Throughout this final project, I had the fortune of going over two datasets.
Data set 1: What factors influence married women to use birth control in Indonesia? Some of the findings in the Indonesian Women study to be interesting. It appears that younger, non-working women, who were exposed to the media were more likely to use contraception. However, the standard of living, whether or not if the woman was working, or education did not seem to influence whether or not women would use contraception.

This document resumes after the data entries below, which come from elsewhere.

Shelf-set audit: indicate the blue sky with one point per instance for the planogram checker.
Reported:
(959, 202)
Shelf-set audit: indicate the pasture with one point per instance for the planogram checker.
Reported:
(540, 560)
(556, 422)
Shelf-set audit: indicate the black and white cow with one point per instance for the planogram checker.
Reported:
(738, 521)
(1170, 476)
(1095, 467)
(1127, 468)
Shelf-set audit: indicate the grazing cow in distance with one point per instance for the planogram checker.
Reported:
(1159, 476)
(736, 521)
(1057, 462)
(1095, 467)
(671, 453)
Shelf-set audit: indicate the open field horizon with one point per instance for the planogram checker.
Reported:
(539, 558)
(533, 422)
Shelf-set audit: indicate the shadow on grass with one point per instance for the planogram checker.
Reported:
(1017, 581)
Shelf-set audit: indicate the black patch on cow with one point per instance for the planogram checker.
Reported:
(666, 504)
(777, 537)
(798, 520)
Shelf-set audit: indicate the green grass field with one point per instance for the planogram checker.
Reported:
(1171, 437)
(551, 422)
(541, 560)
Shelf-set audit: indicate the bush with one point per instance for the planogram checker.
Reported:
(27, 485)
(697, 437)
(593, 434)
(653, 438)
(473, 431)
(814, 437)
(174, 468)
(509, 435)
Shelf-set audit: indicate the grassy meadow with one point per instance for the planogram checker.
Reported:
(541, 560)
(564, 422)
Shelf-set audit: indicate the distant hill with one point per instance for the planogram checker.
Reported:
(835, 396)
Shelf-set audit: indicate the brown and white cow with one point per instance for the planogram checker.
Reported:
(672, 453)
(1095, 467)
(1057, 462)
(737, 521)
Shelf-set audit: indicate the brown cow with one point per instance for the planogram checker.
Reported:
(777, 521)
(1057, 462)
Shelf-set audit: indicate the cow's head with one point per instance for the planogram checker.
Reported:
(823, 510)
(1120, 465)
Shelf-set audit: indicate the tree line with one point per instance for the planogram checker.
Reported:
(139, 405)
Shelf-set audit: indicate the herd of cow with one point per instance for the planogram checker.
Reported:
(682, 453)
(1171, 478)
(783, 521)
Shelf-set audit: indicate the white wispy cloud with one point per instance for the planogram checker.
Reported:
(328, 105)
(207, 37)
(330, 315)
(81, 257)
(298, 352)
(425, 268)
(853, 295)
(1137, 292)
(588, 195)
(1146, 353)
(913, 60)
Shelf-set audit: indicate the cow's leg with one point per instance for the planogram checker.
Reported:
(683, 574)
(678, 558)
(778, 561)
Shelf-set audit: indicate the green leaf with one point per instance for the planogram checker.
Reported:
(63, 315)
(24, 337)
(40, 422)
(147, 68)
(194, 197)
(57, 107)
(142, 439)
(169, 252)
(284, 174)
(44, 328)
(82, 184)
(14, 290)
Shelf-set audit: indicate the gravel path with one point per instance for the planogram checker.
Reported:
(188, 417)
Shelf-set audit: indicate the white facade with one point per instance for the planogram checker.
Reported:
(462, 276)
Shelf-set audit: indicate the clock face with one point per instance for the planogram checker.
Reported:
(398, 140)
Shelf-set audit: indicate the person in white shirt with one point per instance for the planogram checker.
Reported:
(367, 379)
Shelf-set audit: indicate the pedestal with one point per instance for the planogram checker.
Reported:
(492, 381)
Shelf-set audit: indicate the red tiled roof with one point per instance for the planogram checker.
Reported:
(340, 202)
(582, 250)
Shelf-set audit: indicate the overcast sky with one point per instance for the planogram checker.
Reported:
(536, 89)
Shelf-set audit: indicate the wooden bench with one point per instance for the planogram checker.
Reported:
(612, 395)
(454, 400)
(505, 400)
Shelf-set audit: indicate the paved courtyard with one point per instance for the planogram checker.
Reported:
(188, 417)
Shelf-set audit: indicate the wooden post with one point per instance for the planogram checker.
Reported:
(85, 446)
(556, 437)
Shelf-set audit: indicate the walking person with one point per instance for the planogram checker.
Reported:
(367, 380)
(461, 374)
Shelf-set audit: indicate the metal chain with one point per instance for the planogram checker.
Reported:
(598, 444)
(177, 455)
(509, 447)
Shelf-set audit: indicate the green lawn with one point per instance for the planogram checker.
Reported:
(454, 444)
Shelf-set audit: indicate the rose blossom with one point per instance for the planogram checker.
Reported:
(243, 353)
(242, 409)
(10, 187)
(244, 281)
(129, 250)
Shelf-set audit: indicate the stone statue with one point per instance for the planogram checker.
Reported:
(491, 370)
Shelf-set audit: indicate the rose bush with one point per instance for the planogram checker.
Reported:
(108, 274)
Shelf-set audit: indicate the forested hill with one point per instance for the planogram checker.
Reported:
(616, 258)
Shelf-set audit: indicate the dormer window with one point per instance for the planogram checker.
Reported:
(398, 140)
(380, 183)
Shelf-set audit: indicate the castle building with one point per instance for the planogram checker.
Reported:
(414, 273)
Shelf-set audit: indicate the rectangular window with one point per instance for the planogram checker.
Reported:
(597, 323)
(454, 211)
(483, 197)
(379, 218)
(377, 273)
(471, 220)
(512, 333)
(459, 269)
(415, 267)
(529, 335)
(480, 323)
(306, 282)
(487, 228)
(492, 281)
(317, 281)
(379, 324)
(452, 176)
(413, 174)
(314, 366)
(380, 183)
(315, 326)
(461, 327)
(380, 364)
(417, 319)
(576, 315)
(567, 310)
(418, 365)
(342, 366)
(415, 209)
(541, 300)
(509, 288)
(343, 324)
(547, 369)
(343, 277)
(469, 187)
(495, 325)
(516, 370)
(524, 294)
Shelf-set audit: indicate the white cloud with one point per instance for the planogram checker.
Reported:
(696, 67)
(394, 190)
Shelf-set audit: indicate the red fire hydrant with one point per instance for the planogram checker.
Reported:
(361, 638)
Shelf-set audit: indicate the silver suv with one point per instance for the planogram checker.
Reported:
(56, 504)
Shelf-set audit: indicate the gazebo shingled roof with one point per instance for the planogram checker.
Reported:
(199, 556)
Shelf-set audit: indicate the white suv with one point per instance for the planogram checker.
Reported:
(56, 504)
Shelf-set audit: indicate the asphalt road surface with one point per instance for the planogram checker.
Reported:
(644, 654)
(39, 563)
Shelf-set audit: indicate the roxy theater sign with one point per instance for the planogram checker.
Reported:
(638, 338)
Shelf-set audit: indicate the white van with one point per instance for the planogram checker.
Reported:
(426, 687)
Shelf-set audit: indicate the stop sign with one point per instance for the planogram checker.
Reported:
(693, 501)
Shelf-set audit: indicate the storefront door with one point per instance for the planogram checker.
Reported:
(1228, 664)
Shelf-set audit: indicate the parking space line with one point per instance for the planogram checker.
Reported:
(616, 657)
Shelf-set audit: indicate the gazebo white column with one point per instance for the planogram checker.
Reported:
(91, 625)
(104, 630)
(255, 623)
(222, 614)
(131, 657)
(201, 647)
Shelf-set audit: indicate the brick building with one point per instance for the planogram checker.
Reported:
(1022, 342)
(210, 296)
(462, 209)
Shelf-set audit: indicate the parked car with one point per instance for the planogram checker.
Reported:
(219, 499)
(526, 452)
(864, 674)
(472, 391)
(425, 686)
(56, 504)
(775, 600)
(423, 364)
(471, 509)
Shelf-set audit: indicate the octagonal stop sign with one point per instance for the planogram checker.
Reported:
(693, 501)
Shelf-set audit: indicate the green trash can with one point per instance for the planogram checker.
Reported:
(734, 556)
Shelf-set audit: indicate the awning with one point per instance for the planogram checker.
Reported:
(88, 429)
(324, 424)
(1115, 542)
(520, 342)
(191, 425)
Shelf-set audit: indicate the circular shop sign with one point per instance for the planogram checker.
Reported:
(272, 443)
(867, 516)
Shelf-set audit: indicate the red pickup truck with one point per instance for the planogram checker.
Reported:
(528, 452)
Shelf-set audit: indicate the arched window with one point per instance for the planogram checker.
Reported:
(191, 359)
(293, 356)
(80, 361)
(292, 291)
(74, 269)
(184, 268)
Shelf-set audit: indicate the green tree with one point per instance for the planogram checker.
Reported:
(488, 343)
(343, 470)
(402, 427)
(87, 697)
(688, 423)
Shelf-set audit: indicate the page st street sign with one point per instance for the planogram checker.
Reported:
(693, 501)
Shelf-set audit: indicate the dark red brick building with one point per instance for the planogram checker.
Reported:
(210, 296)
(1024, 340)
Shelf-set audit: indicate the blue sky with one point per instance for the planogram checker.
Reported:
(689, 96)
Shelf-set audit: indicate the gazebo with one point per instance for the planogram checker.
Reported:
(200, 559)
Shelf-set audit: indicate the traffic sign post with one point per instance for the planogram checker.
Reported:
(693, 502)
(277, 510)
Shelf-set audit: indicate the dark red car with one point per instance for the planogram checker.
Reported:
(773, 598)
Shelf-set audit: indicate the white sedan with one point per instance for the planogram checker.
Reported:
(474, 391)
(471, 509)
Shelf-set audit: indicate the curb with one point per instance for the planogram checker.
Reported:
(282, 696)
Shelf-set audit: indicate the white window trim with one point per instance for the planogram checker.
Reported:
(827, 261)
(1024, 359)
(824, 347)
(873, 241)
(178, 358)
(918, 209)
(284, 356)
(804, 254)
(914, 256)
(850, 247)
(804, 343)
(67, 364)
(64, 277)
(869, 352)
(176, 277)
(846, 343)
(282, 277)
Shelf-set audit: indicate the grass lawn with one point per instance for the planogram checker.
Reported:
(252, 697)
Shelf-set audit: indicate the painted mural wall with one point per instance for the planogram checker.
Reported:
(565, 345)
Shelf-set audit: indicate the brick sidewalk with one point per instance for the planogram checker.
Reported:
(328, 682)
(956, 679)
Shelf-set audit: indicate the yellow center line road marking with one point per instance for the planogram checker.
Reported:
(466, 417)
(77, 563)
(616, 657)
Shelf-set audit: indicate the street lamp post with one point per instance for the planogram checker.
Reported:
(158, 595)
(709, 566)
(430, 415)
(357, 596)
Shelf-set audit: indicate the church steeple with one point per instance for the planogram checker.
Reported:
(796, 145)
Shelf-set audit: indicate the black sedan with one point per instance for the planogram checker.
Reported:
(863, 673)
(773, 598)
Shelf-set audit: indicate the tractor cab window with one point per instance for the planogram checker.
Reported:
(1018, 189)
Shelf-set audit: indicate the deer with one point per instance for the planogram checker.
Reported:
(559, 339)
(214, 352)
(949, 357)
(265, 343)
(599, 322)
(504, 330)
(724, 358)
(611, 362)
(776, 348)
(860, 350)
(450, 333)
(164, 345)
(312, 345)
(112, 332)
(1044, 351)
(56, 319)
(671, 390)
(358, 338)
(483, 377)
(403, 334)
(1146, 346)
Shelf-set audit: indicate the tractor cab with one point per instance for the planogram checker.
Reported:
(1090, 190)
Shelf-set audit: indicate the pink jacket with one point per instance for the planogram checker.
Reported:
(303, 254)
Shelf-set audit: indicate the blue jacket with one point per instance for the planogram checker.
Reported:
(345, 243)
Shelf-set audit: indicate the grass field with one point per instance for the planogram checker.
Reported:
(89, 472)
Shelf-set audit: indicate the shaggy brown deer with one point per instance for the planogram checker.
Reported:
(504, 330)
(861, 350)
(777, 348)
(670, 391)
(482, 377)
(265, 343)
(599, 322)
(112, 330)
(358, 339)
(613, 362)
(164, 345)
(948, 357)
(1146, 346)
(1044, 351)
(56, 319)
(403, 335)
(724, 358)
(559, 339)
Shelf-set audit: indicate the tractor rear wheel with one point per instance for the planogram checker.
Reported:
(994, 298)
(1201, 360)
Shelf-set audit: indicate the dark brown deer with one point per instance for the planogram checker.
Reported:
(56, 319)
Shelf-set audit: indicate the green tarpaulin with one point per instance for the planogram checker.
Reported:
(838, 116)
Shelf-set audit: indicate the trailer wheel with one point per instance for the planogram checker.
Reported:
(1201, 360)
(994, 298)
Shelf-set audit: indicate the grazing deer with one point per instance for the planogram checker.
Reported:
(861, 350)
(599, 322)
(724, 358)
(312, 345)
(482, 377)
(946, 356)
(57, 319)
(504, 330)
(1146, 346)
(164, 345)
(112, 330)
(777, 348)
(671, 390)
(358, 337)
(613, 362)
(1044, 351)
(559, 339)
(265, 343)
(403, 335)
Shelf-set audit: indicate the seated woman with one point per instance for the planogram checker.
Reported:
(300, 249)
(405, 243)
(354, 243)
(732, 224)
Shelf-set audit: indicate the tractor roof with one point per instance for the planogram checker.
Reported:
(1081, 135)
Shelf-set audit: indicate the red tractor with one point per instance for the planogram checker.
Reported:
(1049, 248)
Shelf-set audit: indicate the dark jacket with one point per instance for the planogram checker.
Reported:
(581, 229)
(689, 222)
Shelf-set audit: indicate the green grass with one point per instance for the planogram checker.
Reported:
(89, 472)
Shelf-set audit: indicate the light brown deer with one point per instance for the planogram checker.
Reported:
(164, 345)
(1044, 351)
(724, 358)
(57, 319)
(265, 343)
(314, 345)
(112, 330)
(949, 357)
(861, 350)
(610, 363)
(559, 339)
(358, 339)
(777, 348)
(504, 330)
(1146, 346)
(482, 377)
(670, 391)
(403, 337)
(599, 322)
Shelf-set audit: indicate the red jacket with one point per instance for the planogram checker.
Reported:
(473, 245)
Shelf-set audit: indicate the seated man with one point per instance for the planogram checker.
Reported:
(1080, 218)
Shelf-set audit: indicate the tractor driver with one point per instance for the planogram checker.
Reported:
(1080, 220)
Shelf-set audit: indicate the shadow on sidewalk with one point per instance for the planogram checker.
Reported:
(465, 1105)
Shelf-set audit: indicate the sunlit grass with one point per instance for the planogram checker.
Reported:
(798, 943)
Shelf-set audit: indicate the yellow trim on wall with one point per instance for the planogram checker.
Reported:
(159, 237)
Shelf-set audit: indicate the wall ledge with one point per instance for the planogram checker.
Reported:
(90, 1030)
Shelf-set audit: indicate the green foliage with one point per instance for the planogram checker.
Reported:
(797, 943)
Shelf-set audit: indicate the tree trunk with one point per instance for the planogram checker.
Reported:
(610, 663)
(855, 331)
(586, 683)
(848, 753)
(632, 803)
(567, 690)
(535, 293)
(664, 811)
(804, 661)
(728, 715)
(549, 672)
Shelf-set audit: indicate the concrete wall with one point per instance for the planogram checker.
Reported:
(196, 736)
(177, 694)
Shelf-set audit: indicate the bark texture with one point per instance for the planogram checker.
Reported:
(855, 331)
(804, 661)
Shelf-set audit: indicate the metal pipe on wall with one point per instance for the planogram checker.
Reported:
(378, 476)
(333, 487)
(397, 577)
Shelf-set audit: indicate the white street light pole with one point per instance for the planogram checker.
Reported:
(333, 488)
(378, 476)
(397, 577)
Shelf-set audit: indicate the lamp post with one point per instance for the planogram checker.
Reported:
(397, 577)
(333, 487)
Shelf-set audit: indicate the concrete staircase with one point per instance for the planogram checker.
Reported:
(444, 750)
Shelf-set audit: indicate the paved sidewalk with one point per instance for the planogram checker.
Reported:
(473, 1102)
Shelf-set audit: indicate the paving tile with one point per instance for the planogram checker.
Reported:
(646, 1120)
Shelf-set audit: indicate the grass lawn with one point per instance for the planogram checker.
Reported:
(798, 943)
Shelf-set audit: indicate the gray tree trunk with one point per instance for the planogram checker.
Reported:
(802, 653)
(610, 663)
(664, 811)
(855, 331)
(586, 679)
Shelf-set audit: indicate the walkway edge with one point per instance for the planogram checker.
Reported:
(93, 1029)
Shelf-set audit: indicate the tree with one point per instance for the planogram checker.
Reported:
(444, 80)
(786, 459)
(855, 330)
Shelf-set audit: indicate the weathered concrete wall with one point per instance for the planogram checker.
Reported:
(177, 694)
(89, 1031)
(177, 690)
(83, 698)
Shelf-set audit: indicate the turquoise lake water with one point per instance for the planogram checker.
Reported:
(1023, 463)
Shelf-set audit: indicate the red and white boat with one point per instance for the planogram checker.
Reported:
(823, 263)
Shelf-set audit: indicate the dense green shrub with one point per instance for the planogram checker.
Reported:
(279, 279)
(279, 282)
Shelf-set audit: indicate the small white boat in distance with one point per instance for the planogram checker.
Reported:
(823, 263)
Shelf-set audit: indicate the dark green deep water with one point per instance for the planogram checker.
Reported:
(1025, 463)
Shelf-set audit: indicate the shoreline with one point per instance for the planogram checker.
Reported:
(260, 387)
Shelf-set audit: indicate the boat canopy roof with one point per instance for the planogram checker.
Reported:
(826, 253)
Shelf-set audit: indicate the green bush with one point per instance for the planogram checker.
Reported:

Data set 2: Which airline appeared to be the fastest on average? When examining the boxplot, it appears that carrier HA may be the quickest on average. However, interestingly, they also appear to have the last amount of outliers as well. But overall, the mean speed for all carriers fall between the ranges of 300 and 500, which demonstrate a significant amount of variability between carriers.